UOA Spinal surgeons Gino Chiappetta and Mathew McDonnell have received advanced training in disc replacement surgery.
Cutting-edge cervical and lumbar disc replacement is now an option for patients who are experiencing discogenic neck pain that has not responded to conservative treatment.
The gold standard for chronic discogenic pain has been the anterior cervical disc fusion (ACDF) which decompresses the nerve and fixes the motion of two vertebrae segments with a bone graft and hardware. This results in a less painful segment, but a decrease in neck motion.
There are also some longer-term concerns for additional loading on adjacent segments above or below the ACDF which can become symptomatic over time.

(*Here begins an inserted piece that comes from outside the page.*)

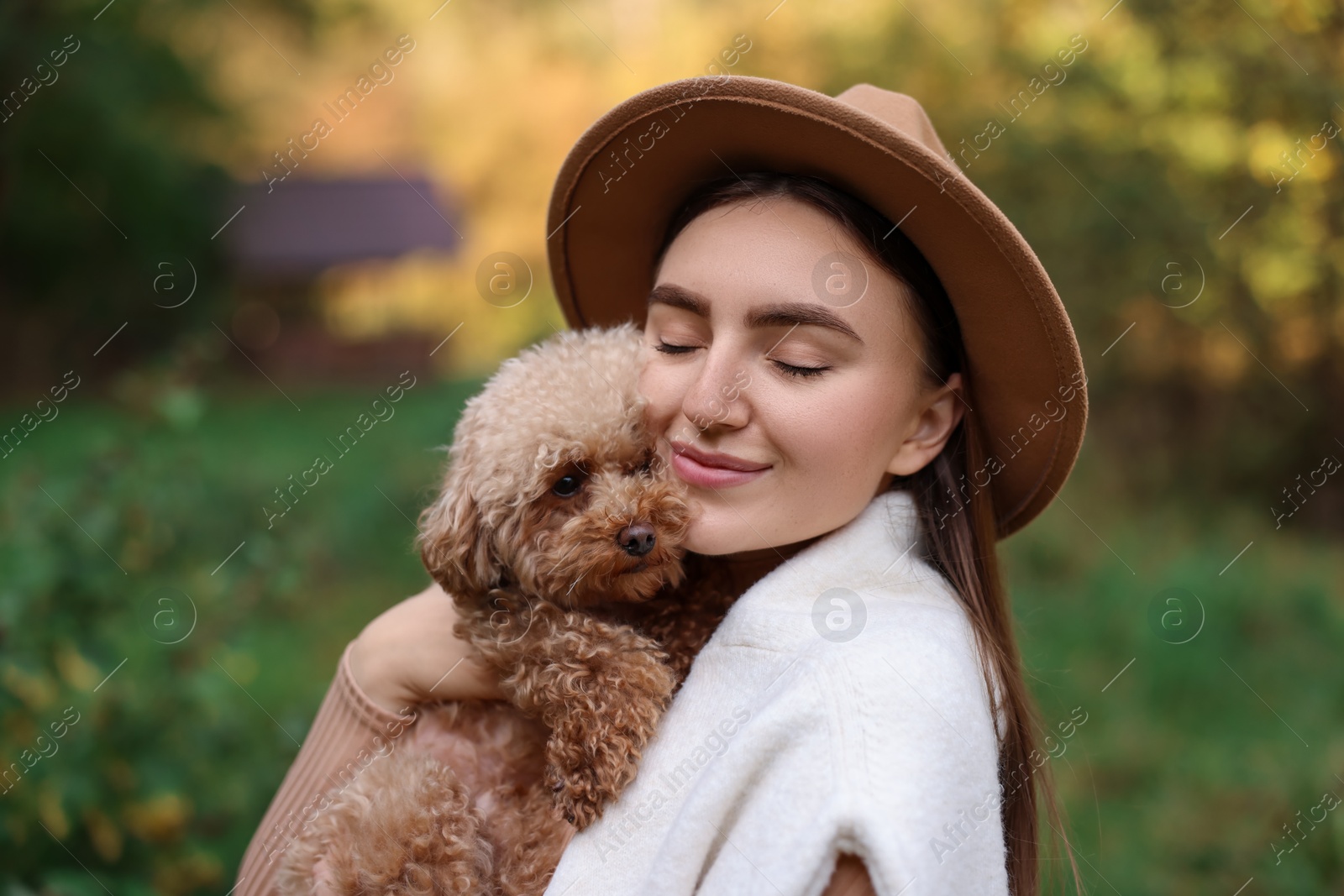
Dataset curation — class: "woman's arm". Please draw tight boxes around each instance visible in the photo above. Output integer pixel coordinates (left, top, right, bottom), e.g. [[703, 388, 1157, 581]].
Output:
[[351, 583, 504, 712], [235, 584, 501, 896], [234, 642, 412, 896], [822, 853, 876, 896]]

Modern day cervical disc replacements (CDR) are designed to replicate natural motion of the cervical spine. The use of cervical disc replacements has been shown to perform as well as ACDF at decompressing the nerve while maintaining neck motion. Recovery time is shorter than fusion, and two- and five-year performance data is favorable.
Perhaps the greatest clinical benefit may be seen in patients with two levels of discogenic pain. Patients who underwent two-level CDR have been shown to recover significantly faster than ACDF patients while maintaining greater mobility and avoiding ACDF surgery.
Who is a candidate for cervical disc replacement surgery?
Patients who have undergone conservative treatment, but who have not achieved satisfactory results, may be candidates for CDR. CDR is recommended for healthy patients, without advanced neck changes, who have one- or two-level disc herniations which have resulted in nerve compression and arm pain.
What is the projected disability following cervical disc replacement?
CDR is frequently done on an outpatient basis although some patients may stay in the hospital overnight. The procedure results in a small one- to two-inch incision on the front of the neck which generally fades over time. Range of motion exercises and relative activity is encouraged when patients return home. Driving is often limited for two weeks. Patients normally return to office work within two to four weeks, and regular exercise programs in three to four weeks.